This Week Has Been Fucking Amazing So Far

So I did join a gym, and I did go to Al-Anon, and both have been transformative experiences that I want to continue pursuing.

Today was my first “ground” training, and at the end of the class I was put in a guard position and told to keep 3 points of contact on my opponent. Basic stuff. I’m doing a “fundamentals of ground” training thing for a while. The guy was a little off balance and I had a foot on his hip, a toe hook on the back of his leg, and my hand on the bottom of his ankle, and I went for my first sweep.

I am so hungry to continue learning. Everything I was taught required a lot of thought, and my body could never do the 10 things at once that I felt I needed to do to correctly execute the moves I was learning, but my brain is still crunching all of the info and I know I will show up ready to the next class.

Sometimes I don’t get things *in the moment*. Even during conversations with people, things will just linger in my head and then I will want to revisit the topic later. That’s just the way things work for me. I can only handle so much at once, but I can tuck away the other things for later and analyze and digest them. Absorbing is easy for me, and the processing I need to do on my own time.

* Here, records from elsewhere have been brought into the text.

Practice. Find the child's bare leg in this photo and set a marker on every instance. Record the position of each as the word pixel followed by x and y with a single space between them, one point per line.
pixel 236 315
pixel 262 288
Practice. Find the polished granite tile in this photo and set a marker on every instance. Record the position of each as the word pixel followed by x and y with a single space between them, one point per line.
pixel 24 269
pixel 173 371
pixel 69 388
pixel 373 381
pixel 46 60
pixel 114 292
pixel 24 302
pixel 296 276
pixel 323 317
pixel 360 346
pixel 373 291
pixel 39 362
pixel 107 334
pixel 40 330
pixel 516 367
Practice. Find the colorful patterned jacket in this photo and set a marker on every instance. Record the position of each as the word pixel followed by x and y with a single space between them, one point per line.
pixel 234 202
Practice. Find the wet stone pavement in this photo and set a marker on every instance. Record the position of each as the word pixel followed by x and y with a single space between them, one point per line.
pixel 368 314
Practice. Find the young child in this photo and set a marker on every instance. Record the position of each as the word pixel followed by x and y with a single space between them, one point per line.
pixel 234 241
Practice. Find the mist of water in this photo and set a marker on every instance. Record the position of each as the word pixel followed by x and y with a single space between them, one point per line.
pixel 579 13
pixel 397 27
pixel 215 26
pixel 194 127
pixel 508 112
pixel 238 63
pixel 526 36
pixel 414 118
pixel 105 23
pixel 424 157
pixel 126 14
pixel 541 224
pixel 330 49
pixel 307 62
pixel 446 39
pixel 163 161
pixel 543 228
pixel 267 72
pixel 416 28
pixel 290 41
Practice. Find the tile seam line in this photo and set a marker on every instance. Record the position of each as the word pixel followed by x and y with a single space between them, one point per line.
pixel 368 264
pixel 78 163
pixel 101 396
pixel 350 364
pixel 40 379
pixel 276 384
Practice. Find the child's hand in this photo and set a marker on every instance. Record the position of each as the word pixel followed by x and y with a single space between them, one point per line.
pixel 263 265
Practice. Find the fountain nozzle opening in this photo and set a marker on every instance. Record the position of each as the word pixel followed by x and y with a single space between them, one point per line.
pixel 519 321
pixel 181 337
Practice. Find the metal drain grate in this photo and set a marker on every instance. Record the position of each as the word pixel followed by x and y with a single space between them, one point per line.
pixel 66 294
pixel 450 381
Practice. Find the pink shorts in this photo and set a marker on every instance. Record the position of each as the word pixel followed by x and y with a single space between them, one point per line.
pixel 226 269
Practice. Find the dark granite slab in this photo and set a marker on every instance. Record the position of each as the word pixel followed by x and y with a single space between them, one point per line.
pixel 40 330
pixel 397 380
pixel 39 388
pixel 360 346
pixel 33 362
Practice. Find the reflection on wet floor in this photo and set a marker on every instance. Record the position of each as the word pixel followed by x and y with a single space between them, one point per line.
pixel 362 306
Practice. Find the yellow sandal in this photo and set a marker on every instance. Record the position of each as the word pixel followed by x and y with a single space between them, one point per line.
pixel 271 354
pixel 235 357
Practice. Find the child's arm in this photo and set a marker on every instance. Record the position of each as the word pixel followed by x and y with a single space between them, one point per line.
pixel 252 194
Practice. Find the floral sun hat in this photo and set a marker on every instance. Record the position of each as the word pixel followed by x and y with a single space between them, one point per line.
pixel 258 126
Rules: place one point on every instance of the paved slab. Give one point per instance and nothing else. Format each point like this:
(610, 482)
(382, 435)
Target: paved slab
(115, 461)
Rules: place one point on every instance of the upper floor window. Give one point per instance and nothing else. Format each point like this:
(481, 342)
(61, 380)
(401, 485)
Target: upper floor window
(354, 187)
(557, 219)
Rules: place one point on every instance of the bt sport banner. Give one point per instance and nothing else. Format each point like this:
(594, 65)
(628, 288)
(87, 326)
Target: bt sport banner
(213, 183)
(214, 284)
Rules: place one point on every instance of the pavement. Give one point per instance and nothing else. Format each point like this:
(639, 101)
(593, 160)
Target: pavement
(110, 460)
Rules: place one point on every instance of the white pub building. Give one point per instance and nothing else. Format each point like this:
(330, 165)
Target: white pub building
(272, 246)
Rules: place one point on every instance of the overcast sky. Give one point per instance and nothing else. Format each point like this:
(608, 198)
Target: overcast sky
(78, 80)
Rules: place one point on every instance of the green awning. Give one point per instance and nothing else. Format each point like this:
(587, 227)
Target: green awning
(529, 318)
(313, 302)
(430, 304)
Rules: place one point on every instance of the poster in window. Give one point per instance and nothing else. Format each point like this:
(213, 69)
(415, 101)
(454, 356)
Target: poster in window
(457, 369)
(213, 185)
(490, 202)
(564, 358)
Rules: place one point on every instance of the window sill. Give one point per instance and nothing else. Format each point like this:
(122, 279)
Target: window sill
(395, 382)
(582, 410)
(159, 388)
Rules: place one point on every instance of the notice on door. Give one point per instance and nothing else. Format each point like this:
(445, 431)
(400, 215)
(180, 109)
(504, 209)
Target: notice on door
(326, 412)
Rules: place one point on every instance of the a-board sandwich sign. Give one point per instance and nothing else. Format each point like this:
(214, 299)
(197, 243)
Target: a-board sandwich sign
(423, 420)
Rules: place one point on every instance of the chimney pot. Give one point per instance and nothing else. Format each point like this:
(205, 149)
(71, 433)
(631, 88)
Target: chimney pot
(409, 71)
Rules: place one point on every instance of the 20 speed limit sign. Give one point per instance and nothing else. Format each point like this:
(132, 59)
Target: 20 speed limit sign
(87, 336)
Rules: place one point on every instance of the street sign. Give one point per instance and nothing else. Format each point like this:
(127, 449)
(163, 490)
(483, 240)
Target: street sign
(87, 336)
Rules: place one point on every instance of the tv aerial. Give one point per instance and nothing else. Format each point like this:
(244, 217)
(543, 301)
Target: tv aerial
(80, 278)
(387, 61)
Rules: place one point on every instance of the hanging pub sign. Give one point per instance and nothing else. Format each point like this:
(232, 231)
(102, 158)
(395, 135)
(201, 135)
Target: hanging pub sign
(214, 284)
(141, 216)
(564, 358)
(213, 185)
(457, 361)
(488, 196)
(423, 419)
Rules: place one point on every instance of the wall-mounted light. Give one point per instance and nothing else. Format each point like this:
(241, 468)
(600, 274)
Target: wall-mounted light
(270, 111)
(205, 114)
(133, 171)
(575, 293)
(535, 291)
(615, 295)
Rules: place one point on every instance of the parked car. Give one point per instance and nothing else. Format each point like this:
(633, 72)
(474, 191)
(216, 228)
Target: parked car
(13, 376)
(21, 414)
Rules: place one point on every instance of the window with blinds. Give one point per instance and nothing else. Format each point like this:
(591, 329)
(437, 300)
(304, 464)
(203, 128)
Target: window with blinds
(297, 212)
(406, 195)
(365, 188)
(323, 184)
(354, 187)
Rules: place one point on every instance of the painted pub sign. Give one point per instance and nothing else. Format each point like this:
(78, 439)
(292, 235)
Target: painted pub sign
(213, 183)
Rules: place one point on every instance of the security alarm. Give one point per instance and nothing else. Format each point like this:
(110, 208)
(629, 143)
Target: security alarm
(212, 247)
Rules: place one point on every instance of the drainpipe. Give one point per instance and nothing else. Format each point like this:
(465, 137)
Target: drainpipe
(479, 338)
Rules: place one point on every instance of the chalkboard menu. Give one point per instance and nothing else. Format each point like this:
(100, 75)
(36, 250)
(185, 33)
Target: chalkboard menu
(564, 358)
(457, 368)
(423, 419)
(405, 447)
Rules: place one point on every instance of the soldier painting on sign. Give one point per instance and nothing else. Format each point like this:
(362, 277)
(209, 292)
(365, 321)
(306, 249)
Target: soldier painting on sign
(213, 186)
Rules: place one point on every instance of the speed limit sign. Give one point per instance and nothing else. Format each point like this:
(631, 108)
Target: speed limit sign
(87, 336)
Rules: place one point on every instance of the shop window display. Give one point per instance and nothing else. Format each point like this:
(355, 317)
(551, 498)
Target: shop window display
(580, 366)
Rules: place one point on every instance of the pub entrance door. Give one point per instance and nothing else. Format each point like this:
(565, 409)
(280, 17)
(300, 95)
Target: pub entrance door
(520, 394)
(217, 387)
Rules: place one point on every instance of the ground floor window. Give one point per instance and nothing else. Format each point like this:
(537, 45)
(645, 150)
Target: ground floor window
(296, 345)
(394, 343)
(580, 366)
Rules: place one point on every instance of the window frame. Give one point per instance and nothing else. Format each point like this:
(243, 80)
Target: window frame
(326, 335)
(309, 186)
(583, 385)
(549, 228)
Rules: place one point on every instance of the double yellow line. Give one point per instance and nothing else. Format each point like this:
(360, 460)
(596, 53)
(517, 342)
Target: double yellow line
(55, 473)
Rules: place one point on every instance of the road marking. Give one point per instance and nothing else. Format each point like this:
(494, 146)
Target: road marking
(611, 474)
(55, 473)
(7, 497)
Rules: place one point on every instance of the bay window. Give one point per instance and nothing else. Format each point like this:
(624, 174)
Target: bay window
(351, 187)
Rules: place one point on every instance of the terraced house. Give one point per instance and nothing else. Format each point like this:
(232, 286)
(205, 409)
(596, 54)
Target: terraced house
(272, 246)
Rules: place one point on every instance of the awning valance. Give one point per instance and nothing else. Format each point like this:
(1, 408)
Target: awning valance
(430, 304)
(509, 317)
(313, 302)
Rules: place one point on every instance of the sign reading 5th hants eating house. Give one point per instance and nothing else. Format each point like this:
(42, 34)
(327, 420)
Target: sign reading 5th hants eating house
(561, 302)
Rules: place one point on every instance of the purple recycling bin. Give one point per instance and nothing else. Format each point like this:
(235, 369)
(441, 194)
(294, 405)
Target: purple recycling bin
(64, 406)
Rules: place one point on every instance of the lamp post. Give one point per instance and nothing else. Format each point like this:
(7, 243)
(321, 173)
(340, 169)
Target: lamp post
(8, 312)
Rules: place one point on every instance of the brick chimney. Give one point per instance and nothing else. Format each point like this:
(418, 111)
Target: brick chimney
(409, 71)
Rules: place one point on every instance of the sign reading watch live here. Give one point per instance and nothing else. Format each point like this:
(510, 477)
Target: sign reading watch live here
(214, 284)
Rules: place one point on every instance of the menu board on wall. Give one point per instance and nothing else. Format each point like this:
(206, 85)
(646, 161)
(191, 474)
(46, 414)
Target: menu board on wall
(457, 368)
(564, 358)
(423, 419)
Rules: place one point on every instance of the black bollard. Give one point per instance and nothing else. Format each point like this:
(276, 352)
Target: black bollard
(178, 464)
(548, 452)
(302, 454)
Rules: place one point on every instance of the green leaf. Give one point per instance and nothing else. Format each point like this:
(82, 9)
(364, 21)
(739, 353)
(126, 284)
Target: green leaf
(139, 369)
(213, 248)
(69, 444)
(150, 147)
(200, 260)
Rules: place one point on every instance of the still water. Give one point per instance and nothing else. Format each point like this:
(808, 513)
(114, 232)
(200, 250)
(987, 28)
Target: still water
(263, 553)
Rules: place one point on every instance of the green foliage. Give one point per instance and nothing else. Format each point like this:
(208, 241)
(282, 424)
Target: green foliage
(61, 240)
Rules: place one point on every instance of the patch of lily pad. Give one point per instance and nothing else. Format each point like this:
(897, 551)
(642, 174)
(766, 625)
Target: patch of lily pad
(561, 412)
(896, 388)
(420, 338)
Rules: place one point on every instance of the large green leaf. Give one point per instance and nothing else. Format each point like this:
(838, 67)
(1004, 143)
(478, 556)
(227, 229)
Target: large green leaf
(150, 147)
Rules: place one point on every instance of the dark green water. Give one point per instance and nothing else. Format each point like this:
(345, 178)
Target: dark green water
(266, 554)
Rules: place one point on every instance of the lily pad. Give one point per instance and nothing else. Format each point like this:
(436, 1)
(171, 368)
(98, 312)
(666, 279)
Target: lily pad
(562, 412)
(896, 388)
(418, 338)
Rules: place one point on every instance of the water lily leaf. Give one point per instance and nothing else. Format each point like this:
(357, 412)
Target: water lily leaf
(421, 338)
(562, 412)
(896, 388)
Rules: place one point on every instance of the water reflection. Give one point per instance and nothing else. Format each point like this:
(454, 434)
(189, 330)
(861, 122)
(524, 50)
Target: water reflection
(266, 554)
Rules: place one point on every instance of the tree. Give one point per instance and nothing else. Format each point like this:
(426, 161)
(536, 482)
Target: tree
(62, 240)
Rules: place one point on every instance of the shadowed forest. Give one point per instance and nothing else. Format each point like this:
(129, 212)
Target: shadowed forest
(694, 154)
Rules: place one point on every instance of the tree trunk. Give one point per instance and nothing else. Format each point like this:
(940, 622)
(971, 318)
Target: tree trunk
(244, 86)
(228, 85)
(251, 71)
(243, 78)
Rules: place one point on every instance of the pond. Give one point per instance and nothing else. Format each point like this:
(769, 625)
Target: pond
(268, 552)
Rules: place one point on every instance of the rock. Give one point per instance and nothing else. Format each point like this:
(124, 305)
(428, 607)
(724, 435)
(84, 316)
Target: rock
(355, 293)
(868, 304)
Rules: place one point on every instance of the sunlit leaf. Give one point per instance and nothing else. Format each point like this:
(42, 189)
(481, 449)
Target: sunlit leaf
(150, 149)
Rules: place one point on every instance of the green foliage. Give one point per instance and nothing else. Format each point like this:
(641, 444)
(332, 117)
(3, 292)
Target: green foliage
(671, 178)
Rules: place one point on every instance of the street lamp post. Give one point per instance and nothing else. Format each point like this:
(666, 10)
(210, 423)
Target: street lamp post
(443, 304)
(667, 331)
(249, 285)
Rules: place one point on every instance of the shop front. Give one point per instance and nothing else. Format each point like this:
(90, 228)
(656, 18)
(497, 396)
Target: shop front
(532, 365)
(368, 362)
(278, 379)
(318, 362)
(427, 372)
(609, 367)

The same goes for Al-Anon. That was heavy. I was shaking the entire time, but I feel…hopeful. I learned so much and all we did was talk about one of the “traditions”.

There’s this woman on my floor that I ran into the elevator twice when I first moved in. Both times she told me what room she’s in, which I guess I should take as a sign to go over there and socialize, but I haven’t. I can’t. I just don’t have the tools to feel normal around new people and make connections (which is an issue when you move to a city where you don’t know anybody).

When my old friends call me or chat with me, I feel COMPLETELY NORMAL. But when it comes to new people, I feel like I’m crazy. That’s why I’m going to Al-Anon. I’m just seeking answers.

So, on my way to the meeting, I ran into that woman for the 3rd time. It was awkward af, as usual, but I think we can both just feel us wanting to get to know each other. I’m working on finding the tools to just be her friend somehow. I’ll keep you posted, blog.